Armand Pelletier, fondateur de lassociation, avec son épouse montre à une délégation danoise la stèle louhannais dédiée à Ferdinand Berthier
Armand Pelletier, fondateur de l’association, avec son épouse montre à une délégation danoise la stèle louhannais dédiée à Ferdinand Berthier

Culture et langue des signes a voulu perpétuer la mémoire de ces actes. Physiquement, l’association a fait ériger une stèle de Ferdinand Berthier à Louhans et a restauré sa tombe à Sagy. Mais le plus important reste le message donné à travers diverses actions.
L’association organise plusieurs manifestations chaque année. Méchouis, lotos, – comme d’autres associations, mais avec une petite différence – et de nombreuses conférences sont programmés dans les environs de Louhans. L’objectif y est de mêler les populations et d’évoquer l’histoire, la gestion des documents administratifs, les problèmes ou la vie quotidienne des sourds.
Ce même message se diffuse aussi par la voie du « Patrimoine sourd », journal écrit par Armand Pelletier et Yves Delaporte du CNRS, et édité quatre fois par an.

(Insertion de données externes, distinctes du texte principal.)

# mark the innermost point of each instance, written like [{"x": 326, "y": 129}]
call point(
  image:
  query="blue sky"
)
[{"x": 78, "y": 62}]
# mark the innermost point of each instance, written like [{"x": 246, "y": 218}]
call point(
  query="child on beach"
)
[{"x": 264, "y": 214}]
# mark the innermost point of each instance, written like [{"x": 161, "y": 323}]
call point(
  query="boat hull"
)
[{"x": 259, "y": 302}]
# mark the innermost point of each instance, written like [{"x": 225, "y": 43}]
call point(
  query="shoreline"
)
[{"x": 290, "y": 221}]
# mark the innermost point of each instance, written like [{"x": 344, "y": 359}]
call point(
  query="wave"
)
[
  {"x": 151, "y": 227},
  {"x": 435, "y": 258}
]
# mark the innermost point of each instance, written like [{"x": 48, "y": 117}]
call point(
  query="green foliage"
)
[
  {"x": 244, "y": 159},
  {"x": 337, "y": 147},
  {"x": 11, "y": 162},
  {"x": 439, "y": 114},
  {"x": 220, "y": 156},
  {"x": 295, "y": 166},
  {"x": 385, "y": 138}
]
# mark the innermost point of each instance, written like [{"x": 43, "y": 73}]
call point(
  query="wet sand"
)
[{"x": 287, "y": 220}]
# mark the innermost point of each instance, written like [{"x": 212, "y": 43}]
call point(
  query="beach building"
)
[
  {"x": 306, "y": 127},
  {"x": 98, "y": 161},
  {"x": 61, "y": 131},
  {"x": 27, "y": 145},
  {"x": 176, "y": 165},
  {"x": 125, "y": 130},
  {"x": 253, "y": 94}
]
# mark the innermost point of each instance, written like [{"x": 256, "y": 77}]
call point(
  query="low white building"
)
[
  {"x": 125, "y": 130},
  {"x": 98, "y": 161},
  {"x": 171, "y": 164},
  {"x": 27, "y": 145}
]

L’association gère aussi des stages intensifs de langue des signes française toute l’année. « Les stages s’établissent sur deux semaines de 30 heures, explique Michel Moureau, et comptent 5 niveaux. Les stagiaires peuvent être des parents d’enfants sourds, des étudiants, des entreprises, des voisins qui veulent converser ou de simples curieux. » 425 personnes ont suivii ces cours dispensés à travers le département, une belle évolution alors que son apprentissage a été longtemps interdit dans le pays.

Du chemin à faire;
Michel Moureau, constate une amélioration dans les rapports entre sourds et entendants. « Il faut dire qu’avant il n’y avait rien du tout, aucune information, on nous regardait avec méfiance, on ne comprenait pas nos problématiques locales ou politiques, qui sont différentes. » Le combat est de tous les jours, sur tous les fronts, « aujourd’hui on a le soutient de la mairie, du conseil général, nous sommes reconnus par les services de gendarmerie, les tribunaux ». Le chemin est encore long. Michel Moureau évoque des dernères élections où les sourds n’ont été qu’une opération de communication pour certains candidats, mais n’ont jamais été évoqués dans les débats « alors que nous sommes des handicapés avec un grand H ».
L’association tente de faire bouger les comportements, les actions. « Certaines choses sont très simples, notamment à la télévision, il serait très facile de sous-titrer plus ou de mettre plus d’interprètes dans les émissions. » Du mouvement est également attendu au niveau local. « Nous aimerions créer une exposition permanente sur l’histoire des sourds, la municipalité nous l’a promis. Si ce projet aboutit, ce serait une première en France. »
Il reste donc du pain sur la planche pour Culture et langue des signes. « L’histoire a fait qu’on ne nous a pas pris en compte parce qu’on n’a pas crié notre désaccord mais on n’avait pas d’interprète pour nous entendre, conclue Michel Moureau ». Les sourds ont en tout cas trouvé en Bresse un solide porte-parole.